Hidden Park works in a handful of other public parks and gardens. Visitors to Central Park and Kensington Gardens, for example, can also play the game on their iPhones.

As you photograph various landmarks around the Common, you’ll find Hidden Park cartoon characters appearing in your shots. When you’re done, you will have an album full of things you never really saw. I think of it as meeting Walt Disney characters, without worrying about who might be lurking inside the suit.

Future of entertainment

AT&T's Mobile TV offers new way to kill time, catch up on news

The future of mobile television will be on (and, eventually, in) our heads, and feature eyeglasses and contact lenses embedded with micro displays. But for now, the best way to kill time at the MBTA station or catch baseball scores while at a picnic is through your mobile phone.

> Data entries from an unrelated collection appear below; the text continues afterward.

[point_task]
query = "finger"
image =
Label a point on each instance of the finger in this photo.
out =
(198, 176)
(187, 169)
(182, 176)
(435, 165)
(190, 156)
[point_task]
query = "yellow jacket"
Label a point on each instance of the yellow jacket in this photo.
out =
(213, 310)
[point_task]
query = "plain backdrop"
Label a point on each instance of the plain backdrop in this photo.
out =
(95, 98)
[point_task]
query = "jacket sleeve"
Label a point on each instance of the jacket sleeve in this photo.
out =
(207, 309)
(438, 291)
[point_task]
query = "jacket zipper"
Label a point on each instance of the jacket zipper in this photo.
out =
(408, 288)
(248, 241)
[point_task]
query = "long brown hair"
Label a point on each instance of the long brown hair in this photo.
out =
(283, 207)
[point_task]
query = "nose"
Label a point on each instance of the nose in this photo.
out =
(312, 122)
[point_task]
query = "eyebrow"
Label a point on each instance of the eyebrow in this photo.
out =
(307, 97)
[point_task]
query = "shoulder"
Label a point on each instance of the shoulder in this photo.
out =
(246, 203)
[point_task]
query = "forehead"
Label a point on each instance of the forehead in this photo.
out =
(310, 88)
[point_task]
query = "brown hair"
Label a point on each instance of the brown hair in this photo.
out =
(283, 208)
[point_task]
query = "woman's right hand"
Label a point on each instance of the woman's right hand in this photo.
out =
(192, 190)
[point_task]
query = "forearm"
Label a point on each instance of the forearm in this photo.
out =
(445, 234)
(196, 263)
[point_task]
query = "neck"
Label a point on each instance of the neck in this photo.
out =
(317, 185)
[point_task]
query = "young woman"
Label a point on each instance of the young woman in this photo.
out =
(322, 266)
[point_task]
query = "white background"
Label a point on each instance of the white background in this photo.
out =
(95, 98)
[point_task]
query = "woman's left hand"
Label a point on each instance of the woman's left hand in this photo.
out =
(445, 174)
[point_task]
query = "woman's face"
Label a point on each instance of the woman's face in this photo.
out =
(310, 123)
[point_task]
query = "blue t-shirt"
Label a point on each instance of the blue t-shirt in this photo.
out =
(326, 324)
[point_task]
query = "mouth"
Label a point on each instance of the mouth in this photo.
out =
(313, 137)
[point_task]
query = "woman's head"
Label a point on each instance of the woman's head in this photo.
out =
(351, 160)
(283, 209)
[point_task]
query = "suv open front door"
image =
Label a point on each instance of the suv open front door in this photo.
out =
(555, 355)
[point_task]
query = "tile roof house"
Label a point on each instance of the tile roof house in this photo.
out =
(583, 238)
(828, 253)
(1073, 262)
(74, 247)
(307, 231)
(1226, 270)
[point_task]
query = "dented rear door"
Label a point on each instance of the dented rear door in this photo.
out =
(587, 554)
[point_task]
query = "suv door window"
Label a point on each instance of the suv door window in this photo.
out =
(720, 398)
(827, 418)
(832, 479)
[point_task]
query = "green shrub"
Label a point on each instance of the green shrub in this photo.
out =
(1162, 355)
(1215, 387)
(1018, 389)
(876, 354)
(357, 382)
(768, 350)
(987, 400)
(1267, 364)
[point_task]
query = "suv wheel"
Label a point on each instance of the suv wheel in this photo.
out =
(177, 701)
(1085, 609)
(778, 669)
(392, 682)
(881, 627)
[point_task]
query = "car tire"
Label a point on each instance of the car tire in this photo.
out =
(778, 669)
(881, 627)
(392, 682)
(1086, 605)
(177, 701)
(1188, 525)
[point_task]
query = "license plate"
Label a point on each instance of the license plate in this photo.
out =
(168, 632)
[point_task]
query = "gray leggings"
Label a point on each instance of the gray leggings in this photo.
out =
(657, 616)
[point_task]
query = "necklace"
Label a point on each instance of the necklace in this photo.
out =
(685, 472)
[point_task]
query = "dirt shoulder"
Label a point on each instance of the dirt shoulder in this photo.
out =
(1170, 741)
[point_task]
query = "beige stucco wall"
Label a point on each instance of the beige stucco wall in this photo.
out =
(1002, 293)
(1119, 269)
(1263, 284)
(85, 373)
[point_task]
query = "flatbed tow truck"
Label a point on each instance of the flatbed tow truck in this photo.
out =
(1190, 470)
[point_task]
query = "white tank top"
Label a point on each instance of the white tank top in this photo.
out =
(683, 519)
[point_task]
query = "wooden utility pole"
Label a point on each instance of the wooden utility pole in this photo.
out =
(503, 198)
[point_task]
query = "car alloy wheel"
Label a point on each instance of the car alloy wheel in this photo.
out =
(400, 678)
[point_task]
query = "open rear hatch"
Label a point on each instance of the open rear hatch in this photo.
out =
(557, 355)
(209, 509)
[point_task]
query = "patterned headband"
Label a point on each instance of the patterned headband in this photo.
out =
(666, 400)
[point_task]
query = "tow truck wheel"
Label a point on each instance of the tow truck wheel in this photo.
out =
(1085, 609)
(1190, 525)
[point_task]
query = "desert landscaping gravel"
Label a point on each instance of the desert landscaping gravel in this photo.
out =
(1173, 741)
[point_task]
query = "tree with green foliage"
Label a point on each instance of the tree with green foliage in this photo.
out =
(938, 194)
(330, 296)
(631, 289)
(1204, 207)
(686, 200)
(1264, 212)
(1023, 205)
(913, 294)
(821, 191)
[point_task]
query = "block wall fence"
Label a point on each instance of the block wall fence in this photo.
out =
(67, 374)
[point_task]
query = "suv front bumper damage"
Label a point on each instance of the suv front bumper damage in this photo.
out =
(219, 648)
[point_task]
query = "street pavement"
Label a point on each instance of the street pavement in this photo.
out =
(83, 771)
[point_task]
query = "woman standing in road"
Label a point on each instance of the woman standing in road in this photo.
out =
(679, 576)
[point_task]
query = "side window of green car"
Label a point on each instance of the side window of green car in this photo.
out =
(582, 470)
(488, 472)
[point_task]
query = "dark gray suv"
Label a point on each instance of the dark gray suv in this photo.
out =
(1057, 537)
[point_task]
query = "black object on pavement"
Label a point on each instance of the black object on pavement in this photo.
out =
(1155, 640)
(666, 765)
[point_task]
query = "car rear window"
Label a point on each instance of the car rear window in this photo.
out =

Thanks to the recent conversion to digital television, which freed up some room along the radio spectrum, AT&T says it can now offer its Mobile TV service not only in Boston, but also in Providence, New Haven, and several other New England cities.

Mobile TV will cost you $15 per month. Because the service airs over a separate network, there are no data usage charges.

The Mobile TV service’s picture quality is fair; the audio is good. Watching the Fox News Channel’s coverage of Michael Jackson’s death last week, I had no trouble reading the tiny scrolling headlines at the bottom of the screen. (I viewed the channels on an LG Vu phone.)

MSNBC, CNN Mobile, and Comedy Central are among the networks you can also check out through the new service.